Where does “Pure Malt” fit in amongst “Single,” “Vatted,” “Blended,” and so forth?
Reader’s Q & A is a new feature at One Man’s Malt, which will be expanded over time.
I get this question about pure malt whisky from time to time, and tend to reply directly. But I have seen a ten-year-old post on Yahoo with the same query, followed by a bunch of replies, most of which are way off the mark. So here is a public answer.
The term “pure malt” was used throughout the twentieth-century, in a manner synonymous with “single malt,” meaning the bottle contained 100% pure malt whisky made at the same distillery. And it was likewise used to refer to “single cask” whisky as well.
At times, however, “pure malt” was used in place of “vatted malt,” which meant a blending of whisky from various distilleries, yet still consisting entirely of pure malt whisky. The term vatted whisky was recently replaced with “blended malt” in official capacities within today’s standardized whisky industry.*
For example, a label reading “Dewar’s Pure Malt Whisky” from the early 1900s would contain a vatting of various single malts from different distilleries.
But since commercially available single cask whisky and vatted whisky (with no grain spirits) were uncommon after the First World War, the term “pure malt” almost always meant what we today call “single malt” i.e. a bottle of malt whisky made all in the same distillery, but likely a mixture of various casks.
The term “single malt” was used from time to time since the 1800s, but it did not come into vogue until the 1980s. Up until that time, “pure malt” remained the common term in Scotland, while “single malt” and “all malt” were used more rarely, and were more frequently seen on export labels in America.
I suspect it was United Distillers (now Diageo) that started using the term in a uniform manner, primarily for whisky being exported overseas.
Examples include Auchentoshen from the early 1970s, which say Pure Malt, while the distillery’s label in 1977 says Single Lowland Malt. That same year, the label on a bottle of Mortlach, another Diageo brand, said Highland Malt Whisky, shortly before it changed its label to Single Malt Scotch Whisky.
But really, all of these terms are relatively new.
For most of the century, if the brand on a bottle of single malt whisky was that of a regional re-seller who did their own bottling, it was likely to say All Malt, Pure Malt, or Single Malt. But anything like an official distillery bottling would simply say Scotch Malt Whisky.

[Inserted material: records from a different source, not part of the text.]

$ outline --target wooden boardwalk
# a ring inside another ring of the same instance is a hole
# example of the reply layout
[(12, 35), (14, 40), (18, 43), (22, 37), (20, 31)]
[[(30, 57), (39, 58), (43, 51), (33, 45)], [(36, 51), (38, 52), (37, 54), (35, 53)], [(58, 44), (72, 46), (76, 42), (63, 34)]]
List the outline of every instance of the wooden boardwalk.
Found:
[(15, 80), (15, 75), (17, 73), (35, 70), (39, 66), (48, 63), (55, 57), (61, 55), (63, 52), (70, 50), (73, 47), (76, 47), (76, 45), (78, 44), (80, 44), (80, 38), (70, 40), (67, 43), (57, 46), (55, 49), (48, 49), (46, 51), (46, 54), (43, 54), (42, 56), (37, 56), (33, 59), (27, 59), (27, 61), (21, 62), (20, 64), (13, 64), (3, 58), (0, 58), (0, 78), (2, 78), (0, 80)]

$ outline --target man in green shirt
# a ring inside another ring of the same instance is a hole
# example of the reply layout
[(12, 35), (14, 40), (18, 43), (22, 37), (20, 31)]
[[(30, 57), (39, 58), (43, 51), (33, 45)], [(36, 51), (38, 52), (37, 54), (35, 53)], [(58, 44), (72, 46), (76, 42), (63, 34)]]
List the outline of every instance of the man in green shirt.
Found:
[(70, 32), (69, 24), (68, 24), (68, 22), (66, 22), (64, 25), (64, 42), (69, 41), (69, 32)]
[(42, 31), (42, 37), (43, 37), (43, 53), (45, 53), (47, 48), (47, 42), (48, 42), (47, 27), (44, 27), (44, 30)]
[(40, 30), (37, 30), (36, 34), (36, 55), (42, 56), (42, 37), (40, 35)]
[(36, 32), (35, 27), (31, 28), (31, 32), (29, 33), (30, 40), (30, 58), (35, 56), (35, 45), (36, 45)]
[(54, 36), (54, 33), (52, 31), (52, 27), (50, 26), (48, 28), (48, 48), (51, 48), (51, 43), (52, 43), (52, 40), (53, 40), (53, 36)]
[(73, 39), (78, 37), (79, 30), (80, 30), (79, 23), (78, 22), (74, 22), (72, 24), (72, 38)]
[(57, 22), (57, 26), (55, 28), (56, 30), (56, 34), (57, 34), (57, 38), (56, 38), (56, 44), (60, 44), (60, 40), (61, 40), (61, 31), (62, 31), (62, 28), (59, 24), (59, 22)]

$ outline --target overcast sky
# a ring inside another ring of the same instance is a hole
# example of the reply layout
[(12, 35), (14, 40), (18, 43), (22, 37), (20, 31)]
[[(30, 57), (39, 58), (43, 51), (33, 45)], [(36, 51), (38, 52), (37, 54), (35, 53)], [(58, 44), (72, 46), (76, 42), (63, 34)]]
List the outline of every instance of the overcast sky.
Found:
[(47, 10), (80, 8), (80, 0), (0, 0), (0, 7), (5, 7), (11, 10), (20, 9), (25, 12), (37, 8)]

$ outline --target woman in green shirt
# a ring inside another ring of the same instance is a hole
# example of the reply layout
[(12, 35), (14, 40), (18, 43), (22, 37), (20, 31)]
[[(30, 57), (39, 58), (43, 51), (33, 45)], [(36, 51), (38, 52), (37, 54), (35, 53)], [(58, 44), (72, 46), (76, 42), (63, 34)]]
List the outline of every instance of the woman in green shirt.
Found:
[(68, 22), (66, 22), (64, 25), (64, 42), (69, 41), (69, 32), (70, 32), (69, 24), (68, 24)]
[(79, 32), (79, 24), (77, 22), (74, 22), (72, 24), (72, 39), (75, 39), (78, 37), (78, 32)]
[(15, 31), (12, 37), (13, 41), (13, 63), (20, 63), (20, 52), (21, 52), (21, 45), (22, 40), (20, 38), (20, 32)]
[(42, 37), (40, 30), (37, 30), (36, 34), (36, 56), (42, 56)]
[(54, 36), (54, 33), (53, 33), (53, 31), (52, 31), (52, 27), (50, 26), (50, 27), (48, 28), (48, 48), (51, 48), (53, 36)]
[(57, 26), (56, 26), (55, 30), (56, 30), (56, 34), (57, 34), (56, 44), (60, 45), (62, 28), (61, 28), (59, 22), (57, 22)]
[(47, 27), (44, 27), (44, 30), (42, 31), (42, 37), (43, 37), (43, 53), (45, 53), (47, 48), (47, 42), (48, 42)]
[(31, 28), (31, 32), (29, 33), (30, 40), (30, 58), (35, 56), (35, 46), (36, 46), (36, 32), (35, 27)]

Sometimes the name of the region was included. Here follow some examples:
“Pure Highland Malt Whisky,” was seen on Macallan labels from the mid-1950s.
A bottle of 1890s Ardbeg says “Fine Old Islay Whisky: Specially selected & Fully matured pure malt.”
Meanwhile, Laphroaig from the same period said simply “Islay Malt Scotch Whisky.” But exported Laphroaig often added “Unblended” to the title later on, probably due to the propensity for blended scotch being shipped to America.
A bottle of Springbank from 1960 says “Cambeltown style Scotch malt whisky made from 100% pure malt.”
Both Wm. Cadenhead Ltd. and Gordon and McPhail used the term “Pure Malt” on their independent bottlings of single-cask malt whisky well up into the 1980s.
However, they tended to use the same language that the distillery of origin used. So a Cadenhead bottling of a Glenlossie – Glenlivet from 1978 says Pure Malt Whisky, while a Cadenhead single cask bottling of Springbank from the same era says simply Campbeltown Malt Scotch Whisky.
It seems the more traditional the distillery, if they were not under the Diageo umbrella, the longer they took to start using “single malt” on their labels.
And that is one man’s word on…
Pure malt whisky and its meaning(s)
* The creation of “blended malt” as an official designation was almost certainly done to confuse blends of pure malt whisky in the mind of consumers with “blended whisky,” which can contain up to 90% grain spirits and still be called “scotch” if it is distilled in Scotland. Blends typically have 40% pure malt whisky mixed with 60% grain whisky, which is considerably less expensive to produce, while also being considerably less flavorful.
** The use of “– Glenlivet” in the previous instance referred to the traditional name for the whisky producing region now called Speyside.